Desenvuelto y gran aficionado a las charlas de café, Raúl puede ir y venir, introducirse y salirse de un tema y de otro y volver nuevamente al primitivo con una facilidad asombrosa. El “perdón, nos fuimos por las ramas” se escucha tan a menudo como la sonrisa se dibuja en la boca de su cara de hombre sencillo. La más grande se impone perenne cuando habla de su Tetra en el Tetra de Facundo, su hijo. Me resulta verdaderamente acertado dejar que lo cuente él mismo.
“En 2007 nos anotamos los dos. Yo siempre me inscribo sabiendo que no voy a ganar más que a mí mismo, pero Facundo se había preparado fuerte y se tenía mucha fe. La carrera se fue dando normalmente, hasta que unos metros antes de entrar a la segunda vuelta del circuito de bicicleta, escuché por la radio del puesto que Facundo entró 1° al lago para la remada. Unos días antes, cenando en casa, me había dicho ‘Papá, si salgo primero que todos del kayak para correr la ultima disciplina, gano el Tetra’, y recordé en ese momento, montado a mi bici, cuanta seguridad había mostrado en su declaración. Así que no dudé un segundo más, me bajé, me acerqué al puesto y al grito de ‘¡MUCHACHOS, ABANDONO!’, arranqué cuesta abajo hacia la orilla del Lacar. Lo vi pasar, volví a casa a ducharme y llegué a tiempo para ver cómo cruzaba la meta. Una emoción impresionante”.
Cada persona que pasa cerca de nuestra mesa lo saluda y para todos tiene alguna pavada que decirles. “Siempre en joda, nunca me peleé con nadie, no es la idea. Entre los que corremos nos cargamos. Hasta hay un PRODE, que algunos no pagan. Incluso en la carrera tengo un tiempito para joder un rato.

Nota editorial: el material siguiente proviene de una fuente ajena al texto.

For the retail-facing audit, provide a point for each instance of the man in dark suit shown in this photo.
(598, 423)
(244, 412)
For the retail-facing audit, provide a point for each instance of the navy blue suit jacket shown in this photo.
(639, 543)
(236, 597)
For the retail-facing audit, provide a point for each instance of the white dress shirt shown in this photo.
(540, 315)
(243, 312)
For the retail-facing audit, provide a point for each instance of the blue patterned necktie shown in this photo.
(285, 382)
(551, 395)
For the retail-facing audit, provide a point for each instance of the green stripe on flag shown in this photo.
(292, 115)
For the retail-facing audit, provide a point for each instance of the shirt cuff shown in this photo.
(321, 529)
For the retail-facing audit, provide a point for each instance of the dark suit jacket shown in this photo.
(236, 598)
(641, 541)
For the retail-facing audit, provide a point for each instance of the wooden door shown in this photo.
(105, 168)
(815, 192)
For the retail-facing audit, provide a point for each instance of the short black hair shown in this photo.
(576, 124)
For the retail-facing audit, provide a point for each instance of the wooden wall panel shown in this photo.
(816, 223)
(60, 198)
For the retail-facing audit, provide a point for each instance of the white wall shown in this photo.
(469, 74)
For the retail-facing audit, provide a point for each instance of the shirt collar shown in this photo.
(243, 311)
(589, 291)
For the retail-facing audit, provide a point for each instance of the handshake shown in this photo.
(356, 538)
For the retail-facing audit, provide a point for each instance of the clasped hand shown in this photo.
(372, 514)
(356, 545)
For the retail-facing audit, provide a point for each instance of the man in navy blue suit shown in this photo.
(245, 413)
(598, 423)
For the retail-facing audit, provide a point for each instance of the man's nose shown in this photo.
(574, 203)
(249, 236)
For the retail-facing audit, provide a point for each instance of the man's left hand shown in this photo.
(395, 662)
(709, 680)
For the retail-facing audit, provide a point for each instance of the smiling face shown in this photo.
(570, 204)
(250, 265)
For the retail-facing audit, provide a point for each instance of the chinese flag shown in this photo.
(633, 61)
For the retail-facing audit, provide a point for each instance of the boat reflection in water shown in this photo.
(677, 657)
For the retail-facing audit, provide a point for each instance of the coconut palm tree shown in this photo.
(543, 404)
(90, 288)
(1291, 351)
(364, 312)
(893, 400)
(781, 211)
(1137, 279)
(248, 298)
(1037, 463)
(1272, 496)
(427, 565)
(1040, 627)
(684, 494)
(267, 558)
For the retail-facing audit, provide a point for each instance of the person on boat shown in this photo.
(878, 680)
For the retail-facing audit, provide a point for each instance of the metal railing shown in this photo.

Si me cruzo a cualquier amigo le digo ‘Apurate que te estoy ganando’, pero es solo para la gastada, porque estoy convencido de esa frase que dice ‘Los ganadores están en la largada’”.
El tiempo se evapora, sea por la tibieza del café mediano que él me invita o por la charla; seguramente por las dos cosas. Siempre hay un nuevo asunto por resolver. El mío, escribir. El de Raúl, entrenar. Lo llaman por teléfono: Laura, su mujer, y dos de sus hijos, Facundo y Victoria, lo esperan para salir a entrenar. “Este año lo corremos los cuatro”, me cuenta y nos despedimos. Por un ínfimo instante me pregunto si debería avisarle a los robles, pero desisto: sé que los árboles y el camino los verán pasar de todos modos. Cuando llego a casa, están todos sentados a la mesa esperando para comer. “Qué lindo estar acá”, pienso, y me acomodo feliz a esperar mi plato.